Podkarpackie: potrzebne centrum leczenia wcześniaków
Na Podkarpaciu umiera więcej noworodków niż w innych częściach kraju - wynika z najnowszych danych. Gorzej jest tylko w Świętokrzyskim. Wśród dzieci, których mimo starań lekarzy nie udaje się uratować, najwięcej jest wcześniaków.

Jak wynika z danych Urzędu Statystycznego w Rzeszowie w ub. roku na Podkarpaciu przybyło nieco ponad 22 tys. nowonarodzonych mieszkańców. 1529 z nich urodziło się przedwcześnie. Dzieci, które przyszły na świat martwe lub nie przeżyły tygodnia, było 162.

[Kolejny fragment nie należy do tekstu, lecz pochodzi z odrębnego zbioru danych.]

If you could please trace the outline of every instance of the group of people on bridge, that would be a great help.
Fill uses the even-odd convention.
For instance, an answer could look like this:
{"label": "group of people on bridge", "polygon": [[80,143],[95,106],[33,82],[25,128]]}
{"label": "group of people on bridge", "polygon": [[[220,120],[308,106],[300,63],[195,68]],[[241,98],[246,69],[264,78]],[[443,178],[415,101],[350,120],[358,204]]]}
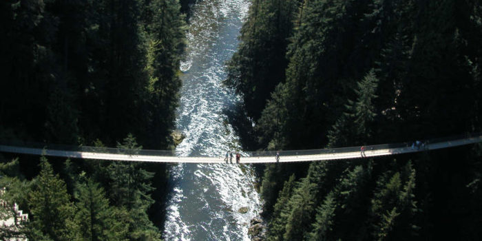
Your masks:
{"label": "group of people on bridge", "polygon": [[[233,151],[226,151],[226,157],[224,158],[224,161],[226,163],[228,163],[228,157],[229,157],[229,161],[231,163],[233,164]],[[240,159],[241,159],[241,154],[236,151],[236,163],[240,163]]]}
{"label": "group of people on bridge", "polygon": [[[279,163],[280,162],[280,151],[276,151],[276,156],[275,158],[276,159],[276,163]],[[241,159],[241,154],[240,154],[239,152],[236,151],[236,163],[237,164],[240,163],[240,159]],[[224,161],[226,162],[227,164],[229,163],[228,160],[229,160],[229,163],[231,163],[231,164],[233,164],[233,151],[226,151]]]}

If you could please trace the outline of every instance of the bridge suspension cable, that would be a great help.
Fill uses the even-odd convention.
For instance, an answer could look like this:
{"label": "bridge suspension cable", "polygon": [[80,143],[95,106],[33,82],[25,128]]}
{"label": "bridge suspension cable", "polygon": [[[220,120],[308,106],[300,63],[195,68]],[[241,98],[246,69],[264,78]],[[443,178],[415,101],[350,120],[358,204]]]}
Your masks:
{"label": "bridge suspension cable", "polygon": [[[280,151],[280,158],[275,158],[277,151],[240,151],[240,163],[270,163],[317,161],[328,160],[353,159],[381,156],[396,155],[417,151],[457,147],[482,142],[482,134],[446,137],[415,142],[391,143],[364,146],[363,151],[360,146],[298,151]],[[17,153],[32,155],[45,155],[82,159],[112,160],[150,163],[225,163],[224,154],[219,157],[184,157],[177,156],[174,151],[125,149],[94,147],[56,146],[38,147],[41,144],[0,145],[0,152]],[[37,147],[35,147],[36,145]],[[227,150],[224,150],[224,153]],[[233,160],[233,162],[235,160]]]}

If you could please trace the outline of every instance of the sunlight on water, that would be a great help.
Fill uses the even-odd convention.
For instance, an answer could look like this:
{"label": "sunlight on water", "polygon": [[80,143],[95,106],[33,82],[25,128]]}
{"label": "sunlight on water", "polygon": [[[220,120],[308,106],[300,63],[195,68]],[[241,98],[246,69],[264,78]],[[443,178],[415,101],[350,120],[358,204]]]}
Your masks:
{"label": "sunlight on water", "polygon": [[[220,156],[241,149],[223,113],[240,99],[221,81],[227,75],[224,63],[236,50],[248,2],[198,1],[192,9],[176,120],[187,137],[176,149],[178,156]],[[251,167],[180,164],[170,173],[165,240],[249,240],[249,221],[261,208]],[[249,211],[242,214],[241,207]]]}

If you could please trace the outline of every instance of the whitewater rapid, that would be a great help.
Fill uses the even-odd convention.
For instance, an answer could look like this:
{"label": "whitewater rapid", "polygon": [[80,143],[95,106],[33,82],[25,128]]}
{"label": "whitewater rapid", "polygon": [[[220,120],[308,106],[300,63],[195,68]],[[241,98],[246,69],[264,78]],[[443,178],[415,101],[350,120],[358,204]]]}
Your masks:
{"label": "whitewater rapid", "polygon": [[[240,101],[222,85],[224,63],[238,44],[248,0],[197,1],[191,9],[176,127],[186,138],[180,156],[224,156],[242,151],[226,109]],[[250,220],[261,209],[251,167],[179,164],[169,170],[167,240],[249,240]],[[239,209],[247,207],[248,212]]]}

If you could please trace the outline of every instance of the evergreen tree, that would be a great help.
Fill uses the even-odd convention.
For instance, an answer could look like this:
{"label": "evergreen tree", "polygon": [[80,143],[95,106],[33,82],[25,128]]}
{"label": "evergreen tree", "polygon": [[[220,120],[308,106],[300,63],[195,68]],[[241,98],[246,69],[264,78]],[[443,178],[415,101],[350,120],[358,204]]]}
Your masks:
{"label": "evergreen tree", "polygon": [[284,81],[285,57],[297,1],[255,1],[241,30],[241,43],[227,63],[224,83],[242,94],[248,116],[258,120],[275,87]]}
{"label": "evergreen tree", "polygon": [[[124,154],[136,154],[142,149],[136,138],[127,135],[118,148]],[[125,152],[127,153],[125,153]],[[147,171],[138,163],[113,162],[108,167],[112,183],[110,200],[128,212],[129,238],[135,240],[160,240],[159,231],[149,220],[146,211],[154,203],[149,193],[149,181],[154,174]]]}
{"label": "evergreen tree", "polygon": [[[54,174],[45,156],[41,158],[41,171],[33,181],[29,195],[30,218],[33,228],[53,240],[72,240],[76,208],[70,202],[65,183]],[[29,239],[37,240],[35,237]]]}
{"label": "evergreen tree", "polygon": [[280,192],[276,200],[273,211],[273,219],[267,234],[268,240],[282,240],[286,227],[286,221],[289,216],[291,208],[289,201],[295,188],[295,175],[291,175],[289,179],[284,182],[283,189]]}
{"label": "evergreen tree", "polygon": [[29,183],[23,180],[19,171],[18,159],[0,163],[0,220],[13,219],[12,225],[0,226],[0,240],[13,240],[25,238],[28,231],[25,220],[19,218],[19,207],[25,207],[25,198]]}
{"label": "evergreen tree", "polygon": [[417,227],[412,223],[418,211],[415,188],[415,170],[410,162],[403,171],[388,170],[379,178],[370,211],[374,239],[398,240],[416,235]]}
{"label": "evergreen tree", "polygon": [[373,69],[357,83],[357,101],[348,101],[344,112],[328,132],[331,147],[366,145],[373,137],[378,80]]}
{"label": "evergreen tree", "polygon": [[[79,185],[76,195],[79,240],[127,240],[127,223],[116,217],[114,207],[109,206],[104,190],[91,178]],[[127,216],[127,213],[124,215]]]}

Śmiertelność okołoporodowa na Podkarpaciu należy do najwyższych w Polsce, wynika z danych GUS. Zdaniem dr Ewy Homy, wojewódzkiego konsultanta w dziedzinie neonatologii, problem ten mogłoby rozwiązać centrum perinatologii, gdzie kobiety zagrożone przedwczesnym porodem i wcześniaki w najcięższym stanie mogłyby liczyć na kompleksową pomoc specjalistów. Takie centrum miało powstać już w 2007 roku.
Do pomysłu, którego nie udało zrealizować, wrócił obecny zarząd województwa planując uruchomienie centrum w Szpitalu Wojewódzkim nr 2 w Rzeszowie, gdzie już działa kilka oddziałów specjalizujących się w leczeniu najmłodszych. Problemem na razie jest brak miejsca. Potrzebne pomieszczenia uda się wygospodarować po otwarciu w pierwszej połowie 2012 roku szpitalnego oddziału ratunkowego, którego budowa jest na finiszu.